A contestarla sono gli esponenti di Comunità Attiva Umberto Di Giacomo, Alex Paniccia e Andrea Di Rollo, insieme ai consiglieri del Pd Angela Perpetua e Fabio Toto e ad Elvira Barone del Movimento 5 Stelle.
“Esprimiamo soddisfazione – scrivono in una nota – per l’avanzamento dell’iter amministrativo che porterà alla nascita del Forum Giovani, punto programmatico di coalizione che abbiamo contribuito a predisporre e poi votare, come consiglieri comunali di Isernia.
Siamo fiduciosi del fatto che il Forum – il cui regolamento è stato deliberato in Consiglio Comunale oltre un anno fa – sarà uno strumento utile alla partecipazione e rigenerazione del tessuto giovanile cittadino, senza timbri di partito, senza finalità altre che non siano l’interesse dei ragazzi e la loro adesione alla vita politica e amministrativa della città.
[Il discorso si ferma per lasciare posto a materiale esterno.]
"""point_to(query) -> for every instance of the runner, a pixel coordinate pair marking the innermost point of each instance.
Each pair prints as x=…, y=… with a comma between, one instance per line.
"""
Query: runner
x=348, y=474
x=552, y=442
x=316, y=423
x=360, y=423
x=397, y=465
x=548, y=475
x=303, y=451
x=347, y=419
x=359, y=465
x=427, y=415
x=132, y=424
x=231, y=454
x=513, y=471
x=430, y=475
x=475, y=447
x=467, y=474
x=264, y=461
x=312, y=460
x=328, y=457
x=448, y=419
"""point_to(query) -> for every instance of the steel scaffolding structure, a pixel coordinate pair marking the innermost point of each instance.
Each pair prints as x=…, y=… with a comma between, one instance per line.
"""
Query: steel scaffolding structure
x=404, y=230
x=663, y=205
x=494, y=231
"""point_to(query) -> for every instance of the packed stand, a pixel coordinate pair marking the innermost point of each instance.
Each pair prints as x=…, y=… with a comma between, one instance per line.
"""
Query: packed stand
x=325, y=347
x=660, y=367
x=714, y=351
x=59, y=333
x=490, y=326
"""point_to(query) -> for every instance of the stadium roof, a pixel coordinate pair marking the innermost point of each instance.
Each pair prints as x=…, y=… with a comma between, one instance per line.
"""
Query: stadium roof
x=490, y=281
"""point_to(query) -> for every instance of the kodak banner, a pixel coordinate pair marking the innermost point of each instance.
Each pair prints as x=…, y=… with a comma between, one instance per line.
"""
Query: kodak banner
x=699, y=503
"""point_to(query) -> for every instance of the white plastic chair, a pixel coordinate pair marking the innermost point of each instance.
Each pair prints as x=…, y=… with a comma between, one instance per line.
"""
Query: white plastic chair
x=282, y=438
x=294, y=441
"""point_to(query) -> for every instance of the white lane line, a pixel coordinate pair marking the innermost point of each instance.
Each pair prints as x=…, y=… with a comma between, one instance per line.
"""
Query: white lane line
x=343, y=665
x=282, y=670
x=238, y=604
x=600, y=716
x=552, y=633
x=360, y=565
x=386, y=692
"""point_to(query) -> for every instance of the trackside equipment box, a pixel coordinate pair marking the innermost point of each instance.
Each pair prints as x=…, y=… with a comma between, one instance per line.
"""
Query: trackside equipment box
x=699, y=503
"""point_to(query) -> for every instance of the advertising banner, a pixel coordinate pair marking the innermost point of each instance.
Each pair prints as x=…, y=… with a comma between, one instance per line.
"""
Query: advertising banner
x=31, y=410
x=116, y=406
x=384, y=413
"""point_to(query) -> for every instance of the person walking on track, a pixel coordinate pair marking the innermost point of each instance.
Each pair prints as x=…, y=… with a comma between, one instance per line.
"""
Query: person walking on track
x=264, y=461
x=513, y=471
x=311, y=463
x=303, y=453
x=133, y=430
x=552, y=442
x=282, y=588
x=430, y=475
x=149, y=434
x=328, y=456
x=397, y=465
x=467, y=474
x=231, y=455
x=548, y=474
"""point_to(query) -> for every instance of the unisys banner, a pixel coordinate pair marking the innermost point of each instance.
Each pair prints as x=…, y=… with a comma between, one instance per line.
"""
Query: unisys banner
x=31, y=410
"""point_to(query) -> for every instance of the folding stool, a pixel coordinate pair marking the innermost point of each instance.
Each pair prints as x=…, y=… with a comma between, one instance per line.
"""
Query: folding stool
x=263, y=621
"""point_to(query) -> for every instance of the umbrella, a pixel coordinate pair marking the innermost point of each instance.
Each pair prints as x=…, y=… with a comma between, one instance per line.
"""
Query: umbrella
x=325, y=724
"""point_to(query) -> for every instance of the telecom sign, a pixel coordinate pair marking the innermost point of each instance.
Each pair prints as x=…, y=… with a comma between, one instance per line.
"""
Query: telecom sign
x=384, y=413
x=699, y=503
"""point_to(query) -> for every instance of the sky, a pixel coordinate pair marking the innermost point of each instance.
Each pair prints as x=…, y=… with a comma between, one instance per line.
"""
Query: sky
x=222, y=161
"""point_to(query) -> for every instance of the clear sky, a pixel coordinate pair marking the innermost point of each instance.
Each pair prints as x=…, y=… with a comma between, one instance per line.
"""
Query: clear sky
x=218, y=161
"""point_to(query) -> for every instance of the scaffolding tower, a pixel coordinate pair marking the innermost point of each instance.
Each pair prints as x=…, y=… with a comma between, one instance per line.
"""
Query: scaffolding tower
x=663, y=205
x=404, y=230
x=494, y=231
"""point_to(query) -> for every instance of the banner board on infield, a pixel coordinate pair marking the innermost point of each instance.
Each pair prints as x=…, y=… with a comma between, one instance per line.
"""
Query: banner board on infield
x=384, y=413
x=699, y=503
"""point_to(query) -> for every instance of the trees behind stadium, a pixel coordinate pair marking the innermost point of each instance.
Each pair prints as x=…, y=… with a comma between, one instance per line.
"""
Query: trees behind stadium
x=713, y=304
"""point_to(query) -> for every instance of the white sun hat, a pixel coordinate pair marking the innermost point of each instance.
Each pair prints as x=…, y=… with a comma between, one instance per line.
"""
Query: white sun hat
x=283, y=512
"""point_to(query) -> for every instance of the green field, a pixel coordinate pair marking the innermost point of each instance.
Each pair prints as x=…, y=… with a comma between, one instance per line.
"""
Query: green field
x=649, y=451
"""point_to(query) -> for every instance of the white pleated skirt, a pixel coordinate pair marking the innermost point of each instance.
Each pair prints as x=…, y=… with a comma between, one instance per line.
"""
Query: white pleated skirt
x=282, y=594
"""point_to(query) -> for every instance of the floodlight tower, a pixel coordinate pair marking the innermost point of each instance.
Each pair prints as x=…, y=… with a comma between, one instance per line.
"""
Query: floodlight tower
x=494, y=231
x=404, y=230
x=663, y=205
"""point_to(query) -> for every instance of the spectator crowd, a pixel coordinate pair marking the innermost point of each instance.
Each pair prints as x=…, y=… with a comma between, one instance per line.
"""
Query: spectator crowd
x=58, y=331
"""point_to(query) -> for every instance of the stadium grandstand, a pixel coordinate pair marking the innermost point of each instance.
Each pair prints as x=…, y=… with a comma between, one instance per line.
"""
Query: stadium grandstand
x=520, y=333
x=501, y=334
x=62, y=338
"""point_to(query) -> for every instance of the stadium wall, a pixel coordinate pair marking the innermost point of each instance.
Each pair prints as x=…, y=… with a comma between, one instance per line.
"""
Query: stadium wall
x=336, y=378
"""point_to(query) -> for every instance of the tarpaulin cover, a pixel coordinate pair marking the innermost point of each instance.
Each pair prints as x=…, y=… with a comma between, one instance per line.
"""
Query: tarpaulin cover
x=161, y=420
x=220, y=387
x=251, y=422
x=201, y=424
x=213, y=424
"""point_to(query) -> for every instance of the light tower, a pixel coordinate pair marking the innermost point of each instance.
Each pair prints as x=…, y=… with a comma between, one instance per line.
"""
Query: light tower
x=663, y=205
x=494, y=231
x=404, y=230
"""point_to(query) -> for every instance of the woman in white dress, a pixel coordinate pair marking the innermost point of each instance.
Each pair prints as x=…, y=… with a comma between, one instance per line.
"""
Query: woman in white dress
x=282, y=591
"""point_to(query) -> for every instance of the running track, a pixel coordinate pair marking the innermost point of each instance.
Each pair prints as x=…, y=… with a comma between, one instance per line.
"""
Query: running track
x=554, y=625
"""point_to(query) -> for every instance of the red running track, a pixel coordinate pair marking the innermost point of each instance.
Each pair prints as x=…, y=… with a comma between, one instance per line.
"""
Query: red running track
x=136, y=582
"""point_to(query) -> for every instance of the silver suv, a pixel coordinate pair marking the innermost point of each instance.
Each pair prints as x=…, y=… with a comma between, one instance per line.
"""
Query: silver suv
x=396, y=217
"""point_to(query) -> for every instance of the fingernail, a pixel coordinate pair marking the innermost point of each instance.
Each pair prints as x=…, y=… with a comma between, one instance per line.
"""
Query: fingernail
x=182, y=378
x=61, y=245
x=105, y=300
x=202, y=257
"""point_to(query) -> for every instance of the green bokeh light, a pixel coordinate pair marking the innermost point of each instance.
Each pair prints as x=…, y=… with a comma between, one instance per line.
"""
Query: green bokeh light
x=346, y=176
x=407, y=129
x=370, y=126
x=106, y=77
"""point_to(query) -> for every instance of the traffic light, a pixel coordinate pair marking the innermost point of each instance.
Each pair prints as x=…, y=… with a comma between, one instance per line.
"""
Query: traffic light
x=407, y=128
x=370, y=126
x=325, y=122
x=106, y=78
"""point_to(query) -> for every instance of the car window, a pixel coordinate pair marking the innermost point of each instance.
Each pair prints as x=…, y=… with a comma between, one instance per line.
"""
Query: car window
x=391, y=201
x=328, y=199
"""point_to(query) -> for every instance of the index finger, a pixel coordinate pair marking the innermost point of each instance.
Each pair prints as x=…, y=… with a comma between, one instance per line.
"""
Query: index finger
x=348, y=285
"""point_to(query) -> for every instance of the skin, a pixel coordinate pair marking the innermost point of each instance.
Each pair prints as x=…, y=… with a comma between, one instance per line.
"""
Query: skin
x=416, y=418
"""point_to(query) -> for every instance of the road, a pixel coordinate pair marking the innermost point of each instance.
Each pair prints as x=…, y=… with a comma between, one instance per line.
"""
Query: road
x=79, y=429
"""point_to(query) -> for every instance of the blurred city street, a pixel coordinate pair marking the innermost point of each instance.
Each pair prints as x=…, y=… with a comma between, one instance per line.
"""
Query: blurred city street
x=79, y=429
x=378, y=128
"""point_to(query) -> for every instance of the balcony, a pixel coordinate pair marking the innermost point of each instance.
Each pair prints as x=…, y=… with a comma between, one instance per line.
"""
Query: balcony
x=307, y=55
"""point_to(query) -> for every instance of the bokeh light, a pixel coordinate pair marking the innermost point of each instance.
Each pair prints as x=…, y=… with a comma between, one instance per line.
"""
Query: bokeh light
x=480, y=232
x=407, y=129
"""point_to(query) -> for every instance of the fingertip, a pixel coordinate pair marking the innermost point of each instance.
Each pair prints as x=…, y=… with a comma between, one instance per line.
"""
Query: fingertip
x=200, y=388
In quanto parte attiva e promotrice del Forum Giovani dobbiamo precisare che esso è parte del programma dell’intera coalizione. Sarebbe stato quindi opportuno e auspicabile che la presentazione del Forum avvenisse coinvolgendo l’Amministrazione nel suo complesso, non solo specifici movimenti politici o, addirittura, singoli esponenti. Ci troviamo, pertanto, a constatare anche in questo caso la mancanza di un metodo di lavoro corretto e rispettoso. La politica deve capire quando dover fare un passo indietro, vigileremo affinché tutto si svolga in modo trasparente”.
Insomma non è piaciuta la scelta di voler attribuire il ‘merito’ dell’iniziativa solo a singoli movimenti politici. Una contestazione che però a questo punto evidenzia una spaccatura anche all’interno del Partito Democratico, visto che all’incontro con la stampa era presente una consigliera dem. Tensioni tangibili dunque e la sensazione che all’interno del Pd le questioni vadano oltre Palazzo San Francesco. E a voler pensar male potrebbbe esserci l’ombra dei prossimi congressi.